Saturday, November 09, 2013
leaf it alone
As I watched Onondaga Creek swirl before me, after heavy rains, the waters muddy and leaf-laden, over by Plum Street, standing near those gorgeous, black industrial pedestrian bridges, I fixated on one greenish-yellow maple leaf, caught in the stream, carried along, floating, twirling. And I thought: why that leaf? What about the other leaves and twigs? And for how long do they pass before me?
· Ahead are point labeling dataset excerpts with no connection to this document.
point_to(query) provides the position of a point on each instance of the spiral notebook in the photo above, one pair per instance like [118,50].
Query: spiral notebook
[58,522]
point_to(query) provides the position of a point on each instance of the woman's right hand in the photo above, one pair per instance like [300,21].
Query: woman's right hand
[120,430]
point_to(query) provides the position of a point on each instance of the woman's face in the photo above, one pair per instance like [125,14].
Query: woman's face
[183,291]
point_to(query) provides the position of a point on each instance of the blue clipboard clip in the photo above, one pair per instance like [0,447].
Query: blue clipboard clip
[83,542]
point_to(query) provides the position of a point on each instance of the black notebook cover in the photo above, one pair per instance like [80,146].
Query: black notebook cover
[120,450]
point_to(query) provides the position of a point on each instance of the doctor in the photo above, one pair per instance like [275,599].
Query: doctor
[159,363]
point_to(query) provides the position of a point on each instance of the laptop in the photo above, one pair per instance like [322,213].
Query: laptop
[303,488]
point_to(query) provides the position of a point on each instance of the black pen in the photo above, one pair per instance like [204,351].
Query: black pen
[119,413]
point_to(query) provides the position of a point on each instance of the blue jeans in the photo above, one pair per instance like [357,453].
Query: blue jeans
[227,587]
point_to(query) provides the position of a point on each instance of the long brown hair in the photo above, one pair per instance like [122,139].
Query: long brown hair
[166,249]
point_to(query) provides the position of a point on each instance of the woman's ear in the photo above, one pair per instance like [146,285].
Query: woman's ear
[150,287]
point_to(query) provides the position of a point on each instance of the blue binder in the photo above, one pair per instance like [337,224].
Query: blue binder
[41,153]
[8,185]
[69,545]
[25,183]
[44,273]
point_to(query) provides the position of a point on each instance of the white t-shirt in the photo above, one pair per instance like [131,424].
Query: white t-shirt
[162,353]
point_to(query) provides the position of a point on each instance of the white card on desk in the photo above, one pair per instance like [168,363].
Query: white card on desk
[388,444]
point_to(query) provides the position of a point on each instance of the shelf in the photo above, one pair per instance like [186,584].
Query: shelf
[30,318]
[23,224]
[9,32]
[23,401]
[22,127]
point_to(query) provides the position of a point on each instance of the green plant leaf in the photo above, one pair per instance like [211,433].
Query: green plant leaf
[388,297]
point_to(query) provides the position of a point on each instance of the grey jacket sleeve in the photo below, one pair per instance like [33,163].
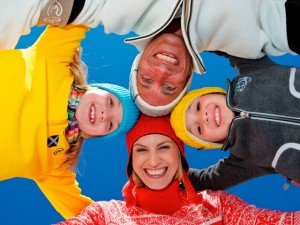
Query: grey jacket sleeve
[225,174]
[287,161]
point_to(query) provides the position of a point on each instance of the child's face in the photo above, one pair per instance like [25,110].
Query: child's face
[209,118]
[99,112]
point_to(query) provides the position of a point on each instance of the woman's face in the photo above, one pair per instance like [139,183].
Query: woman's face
[155,159]
[99,112]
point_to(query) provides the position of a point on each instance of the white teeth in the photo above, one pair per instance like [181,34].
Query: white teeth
[217,116]
[92,114]
[156,172]
[167,58]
Thursday, November 07, 2013
November nuances
Several readers got nervous when they saw my post about the calendar turning to September, "nervous" not being entirely an accurate adjective, but suffice it to say that they were concerned, caring, considerate. They feared I might be on some sort of psychic shelf, a ledge, a place of morose departure. I assured them then that it was all about transition, turning the page, if not a chapter, or even a whole new book. So, since then, more days have tumbled by, more seconds ticked, and so on. If I say, I'm doing fine, will you doubt it, since men tend to assert that claim so readily despite the odds? Well, my doing fine is fine enough, embracing all of it: pain, change, renewal, reinvention, loss, gain, discovery, recovery, penury, luxury, song, silence. The leaves fall off the trees by the end of November, though at first many of those dappled delights cling on to the branch. But the bare branches have a stark beauty all their own. My friend the late Raymond Davidson, a New Yorker magazine artist, used to tell me he loved the simple line of those branches in preference to the picture-postcard leafy scenes. It's all all right. It's all there, all here.